Each of us will experience failure, pain, setbacks, loss, fear and precarious situations – I can’t stop my son from falling, but I can teach him how to get back up.
So with that in mind I thought I’d share what I feel love is to me.
- Punishing your child for doing something dangerous
- Slapping the back of your kid’s hand because they’re not sitting properly (not to inflict pain, but to show your disapproval)
- Playing a game with your child (and making it seem like you’re having the time of your life when in fact, you find it boring)
- Reading your son’s favorite comic to him although you have no interest in it
- Teaching them right from wrong.
- Sticking strong to your rules even when it hurts. (children can handle most hardships but not hypocrites)
- Waking up early to attend Karate lessons with your son because you know it will help him later on in life
- Signing up for language lessons with your child that is struggling to learn at school
- Giving your child the freedom they need to grow
- Taking the time to answer your children’s questions (no matter how silly they may be)

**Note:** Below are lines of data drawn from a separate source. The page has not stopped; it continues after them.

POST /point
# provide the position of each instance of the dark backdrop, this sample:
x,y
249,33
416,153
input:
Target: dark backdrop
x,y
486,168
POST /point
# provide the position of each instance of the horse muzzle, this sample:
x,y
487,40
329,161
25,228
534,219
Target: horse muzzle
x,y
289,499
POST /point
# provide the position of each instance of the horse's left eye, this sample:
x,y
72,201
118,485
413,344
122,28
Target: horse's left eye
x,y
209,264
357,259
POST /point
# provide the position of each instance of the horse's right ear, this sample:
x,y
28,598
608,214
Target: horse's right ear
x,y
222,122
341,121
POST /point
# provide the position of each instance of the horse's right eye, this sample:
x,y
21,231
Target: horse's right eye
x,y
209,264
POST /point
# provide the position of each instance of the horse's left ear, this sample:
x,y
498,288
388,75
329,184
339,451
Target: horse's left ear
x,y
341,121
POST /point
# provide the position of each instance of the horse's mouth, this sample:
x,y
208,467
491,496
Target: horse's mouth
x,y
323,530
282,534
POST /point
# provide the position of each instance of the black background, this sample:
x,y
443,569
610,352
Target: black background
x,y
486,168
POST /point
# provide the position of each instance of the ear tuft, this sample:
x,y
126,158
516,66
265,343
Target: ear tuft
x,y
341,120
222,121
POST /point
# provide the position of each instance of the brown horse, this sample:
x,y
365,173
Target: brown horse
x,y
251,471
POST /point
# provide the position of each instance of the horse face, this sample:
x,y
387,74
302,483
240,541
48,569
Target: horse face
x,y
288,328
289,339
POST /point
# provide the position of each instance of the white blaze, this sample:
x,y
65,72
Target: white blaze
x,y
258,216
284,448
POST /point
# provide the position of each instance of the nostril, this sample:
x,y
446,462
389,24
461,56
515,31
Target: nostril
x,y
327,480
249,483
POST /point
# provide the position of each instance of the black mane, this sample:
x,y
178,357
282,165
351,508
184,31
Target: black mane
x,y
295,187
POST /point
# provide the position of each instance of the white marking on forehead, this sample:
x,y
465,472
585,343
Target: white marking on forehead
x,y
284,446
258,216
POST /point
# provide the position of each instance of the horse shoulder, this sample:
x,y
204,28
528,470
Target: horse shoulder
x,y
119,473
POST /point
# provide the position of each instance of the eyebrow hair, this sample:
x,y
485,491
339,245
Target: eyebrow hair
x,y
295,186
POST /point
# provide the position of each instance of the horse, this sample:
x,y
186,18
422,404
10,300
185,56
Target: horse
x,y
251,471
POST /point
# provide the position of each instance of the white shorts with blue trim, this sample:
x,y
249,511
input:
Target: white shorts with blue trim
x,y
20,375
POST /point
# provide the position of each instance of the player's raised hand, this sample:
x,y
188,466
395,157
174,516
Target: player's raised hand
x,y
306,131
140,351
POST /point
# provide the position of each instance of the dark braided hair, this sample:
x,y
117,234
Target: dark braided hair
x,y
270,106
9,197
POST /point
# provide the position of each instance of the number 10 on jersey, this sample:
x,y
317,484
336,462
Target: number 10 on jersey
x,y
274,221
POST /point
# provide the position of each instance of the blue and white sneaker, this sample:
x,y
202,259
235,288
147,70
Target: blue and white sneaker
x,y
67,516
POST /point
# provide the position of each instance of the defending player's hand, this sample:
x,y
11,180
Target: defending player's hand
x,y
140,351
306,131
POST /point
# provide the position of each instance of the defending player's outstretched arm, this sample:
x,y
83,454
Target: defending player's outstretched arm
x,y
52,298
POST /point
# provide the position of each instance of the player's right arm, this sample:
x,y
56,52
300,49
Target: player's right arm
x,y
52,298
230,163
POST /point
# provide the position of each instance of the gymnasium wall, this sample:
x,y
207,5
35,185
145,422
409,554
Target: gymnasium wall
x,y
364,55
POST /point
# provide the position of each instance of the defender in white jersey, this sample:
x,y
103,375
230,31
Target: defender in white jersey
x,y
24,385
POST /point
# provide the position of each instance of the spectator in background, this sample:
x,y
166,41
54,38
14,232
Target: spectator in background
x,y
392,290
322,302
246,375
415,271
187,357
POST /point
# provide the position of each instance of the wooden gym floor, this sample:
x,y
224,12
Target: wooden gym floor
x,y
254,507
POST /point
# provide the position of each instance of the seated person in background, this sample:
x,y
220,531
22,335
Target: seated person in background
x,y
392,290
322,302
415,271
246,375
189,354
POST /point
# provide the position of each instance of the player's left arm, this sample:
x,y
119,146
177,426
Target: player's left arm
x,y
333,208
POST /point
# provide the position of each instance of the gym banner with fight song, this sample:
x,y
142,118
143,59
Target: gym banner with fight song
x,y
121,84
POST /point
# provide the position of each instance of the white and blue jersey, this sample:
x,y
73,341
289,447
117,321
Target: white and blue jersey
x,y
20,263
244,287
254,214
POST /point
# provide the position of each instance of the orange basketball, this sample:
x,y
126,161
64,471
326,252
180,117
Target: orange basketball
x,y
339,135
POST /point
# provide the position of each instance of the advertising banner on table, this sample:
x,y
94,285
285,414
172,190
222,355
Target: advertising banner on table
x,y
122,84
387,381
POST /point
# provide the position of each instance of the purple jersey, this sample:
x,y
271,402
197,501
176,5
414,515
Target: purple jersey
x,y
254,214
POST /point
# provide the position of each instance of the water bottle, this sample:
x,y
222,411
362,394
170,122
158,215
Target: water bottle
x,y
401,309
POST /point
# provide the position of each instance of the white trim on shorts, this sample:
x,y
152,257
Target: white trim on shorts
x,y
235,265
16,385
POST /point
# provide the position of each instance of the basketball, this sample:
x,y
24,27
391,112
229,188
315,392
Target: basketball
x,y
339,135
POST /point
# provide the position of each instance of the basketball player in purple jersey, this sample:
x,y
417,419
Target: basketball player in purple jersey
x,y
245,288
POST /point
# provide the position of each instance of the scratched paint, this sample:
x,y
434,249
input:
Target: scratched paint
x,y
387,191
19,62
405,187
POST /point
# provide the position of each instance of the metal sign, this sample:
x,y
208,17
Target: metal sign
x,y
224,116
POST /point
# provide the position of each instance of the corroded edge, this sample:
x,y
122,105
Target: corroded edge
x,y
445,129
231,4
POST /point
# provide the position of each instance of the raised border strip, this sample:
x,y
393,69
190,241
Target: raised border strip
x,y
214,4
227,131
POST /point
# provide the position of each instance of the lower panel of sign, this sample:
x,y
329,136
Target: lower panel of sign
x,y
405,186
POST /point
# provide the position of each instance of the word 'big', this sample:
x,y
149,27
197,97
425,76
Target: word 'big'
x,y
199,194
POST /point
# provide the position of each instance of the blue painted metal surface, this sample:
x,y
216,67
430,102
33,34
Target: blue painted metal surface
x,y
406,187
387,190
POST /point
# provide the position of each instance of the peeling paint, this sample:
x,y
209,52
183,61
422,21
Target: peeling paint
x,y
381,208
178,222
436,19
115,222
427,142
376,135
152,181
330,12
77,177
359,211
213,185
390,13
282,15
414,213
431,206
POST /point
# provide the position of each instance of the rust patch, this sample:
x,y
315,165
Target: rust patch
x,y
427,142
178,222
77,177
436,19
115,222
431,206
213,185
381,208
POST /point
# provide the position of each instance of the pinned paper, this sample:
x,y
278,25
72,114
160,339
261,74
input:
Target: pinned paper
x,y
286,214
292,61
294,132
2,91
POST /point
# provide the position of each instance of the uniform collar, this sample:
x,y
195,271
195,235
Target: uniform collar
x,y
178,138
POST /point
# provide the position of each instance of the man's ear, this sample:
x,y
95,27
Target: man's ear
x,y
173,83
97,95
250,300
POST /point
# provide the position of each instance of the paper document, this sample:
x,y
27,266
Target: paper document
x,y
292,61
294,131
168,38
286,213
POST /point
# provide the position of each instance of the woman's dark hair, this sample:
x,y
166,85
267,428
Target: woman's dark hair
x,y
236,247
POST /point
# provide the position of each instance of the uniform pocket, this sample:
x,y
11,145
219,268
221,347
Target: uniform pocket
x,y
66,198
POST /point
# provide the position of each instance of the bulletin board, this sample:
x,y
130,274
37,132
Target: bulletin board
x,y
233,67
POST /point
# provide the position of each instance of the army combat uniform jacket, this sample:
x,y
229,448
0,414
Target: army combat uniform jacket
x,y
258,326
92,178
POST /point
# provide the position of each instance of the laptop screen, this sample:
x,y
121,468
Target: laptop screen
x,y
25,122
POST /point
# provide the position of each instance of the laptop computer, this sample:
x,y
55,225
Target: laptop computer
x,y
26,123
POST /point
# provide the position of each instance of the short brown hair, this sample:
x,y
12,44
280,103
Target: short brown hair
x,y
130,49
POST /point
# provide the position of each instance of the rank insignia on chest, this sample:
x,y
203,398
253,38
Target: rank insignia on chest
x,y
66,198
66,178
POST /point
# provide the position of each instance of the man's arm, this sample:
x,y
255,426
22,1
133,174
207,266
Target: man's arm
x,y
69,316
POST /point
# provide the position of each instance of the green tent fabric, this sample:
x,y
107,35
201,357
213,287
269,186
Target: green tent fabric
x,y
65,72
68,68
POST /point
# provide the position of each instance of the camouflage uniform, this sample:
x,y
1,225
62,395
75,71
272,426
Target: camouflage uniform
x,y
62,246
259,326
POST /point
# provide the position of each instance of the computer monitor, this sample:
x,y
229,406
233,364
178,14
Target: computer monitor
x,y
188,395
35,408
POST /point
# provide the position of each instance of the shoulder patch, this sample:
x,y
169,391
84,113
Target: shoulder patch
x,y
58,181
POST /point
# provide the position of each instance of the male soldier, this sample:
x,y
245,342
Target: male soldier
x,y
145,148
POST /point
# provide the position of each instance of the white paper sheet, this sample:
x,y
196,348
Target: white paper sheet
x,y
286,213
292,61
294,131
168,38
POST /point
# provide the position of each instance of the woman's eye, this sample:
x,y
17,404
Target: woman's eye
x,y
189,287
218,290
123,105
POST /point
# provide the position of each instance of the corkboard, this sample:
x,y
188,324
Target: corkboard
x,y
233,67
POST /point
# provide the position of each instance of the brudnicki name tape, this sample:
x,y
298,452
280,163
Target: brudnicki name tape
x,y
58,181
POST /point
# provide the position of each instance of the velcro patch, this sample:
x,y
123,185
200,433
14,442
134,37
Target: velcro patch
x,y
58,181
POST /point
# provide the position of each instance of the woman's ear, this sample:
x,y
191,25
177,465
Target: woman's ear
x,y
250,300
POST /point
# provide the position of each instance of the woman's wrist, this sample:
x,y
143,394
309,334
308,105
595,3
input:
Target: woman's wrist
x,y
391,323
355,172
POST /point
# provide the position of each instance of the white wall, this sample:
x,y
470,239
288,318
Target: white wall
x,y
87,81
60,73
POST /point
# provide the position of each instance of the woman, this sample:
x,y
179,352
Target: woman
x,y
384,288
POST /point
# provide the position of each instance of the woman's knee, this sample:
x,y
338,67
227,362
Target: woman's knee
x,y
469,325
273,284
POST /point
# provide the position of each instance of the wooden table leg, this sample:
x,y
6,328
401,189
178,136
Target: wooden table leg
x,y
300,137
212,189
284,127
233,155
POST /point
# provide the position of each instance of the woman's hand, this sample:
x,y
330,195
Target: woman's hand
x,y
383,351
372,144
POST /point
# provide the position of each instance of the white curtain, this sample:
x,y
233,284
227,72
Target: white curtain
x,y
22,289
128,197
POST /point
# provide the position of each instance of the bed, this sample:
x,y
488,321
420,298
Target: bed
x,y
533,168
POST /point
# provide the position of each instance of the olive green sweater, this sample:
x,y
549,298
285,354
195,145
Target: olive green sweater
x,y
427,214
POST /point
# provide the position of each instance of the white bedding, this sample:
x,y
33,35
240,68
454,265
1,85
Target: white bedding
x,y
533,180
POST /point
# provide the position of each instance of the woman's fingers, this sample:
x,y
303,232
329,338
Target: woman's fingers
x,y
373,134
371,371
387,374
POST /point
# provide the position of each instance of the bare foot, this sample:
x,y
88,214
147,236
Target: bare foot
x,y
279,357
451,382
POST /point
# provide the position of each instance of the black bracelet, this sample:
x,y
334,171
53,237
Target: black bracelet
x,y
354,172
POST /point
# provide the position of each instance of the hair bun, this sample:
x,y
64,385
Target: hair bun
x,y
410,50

- Supporting your child; whether it be financial, emotion or physical
- Holding your child’s hand while the doctor examines them
- Sitting by your child’s bed after they come out of surgery
- Encouraging your child when they are down
- Teaching them humility when their ego gets too big
- Leaving memories behind they will not only never forget, but share with others
- Taking the time to write a message for your children to read when you are gone, sharing the greatest moment’s you have had together
There are some parents that shower their kids with lavish presents, but it’s not presents that they are after but presence; our presence.
Looking back on my own life, I can’t count all the toys my parents bought me (yes, they spoiled me).
But they were just things, what means the world to me today are the things we did together; the games, the trips, the crazy adventures, the silly stories, the laughter and yes, even the hard lessons.
The best gift I was given wasn’t any toy but simply being there for me.
When you become a parent, your single life ends and your new life begins.
It’s filled with successes and failures and I don’t begin to think I have all the answers. All I know is that my son is popular among his classmates, well liked by his teachers and an all around good boy (who does do bad things from time to time…after all, he is a boy).
It wasn’t till I heard Brian Tracy, a legend in the self-help field say something along the lines of, “The greatest gift you can give your child is that of unconditional love,” that did everything click.
Love lays the foundation for everything.
And that is what I try to live up to each and every day; being a loving but strong father.
It isn’t always easy, but it’s easier than you might think.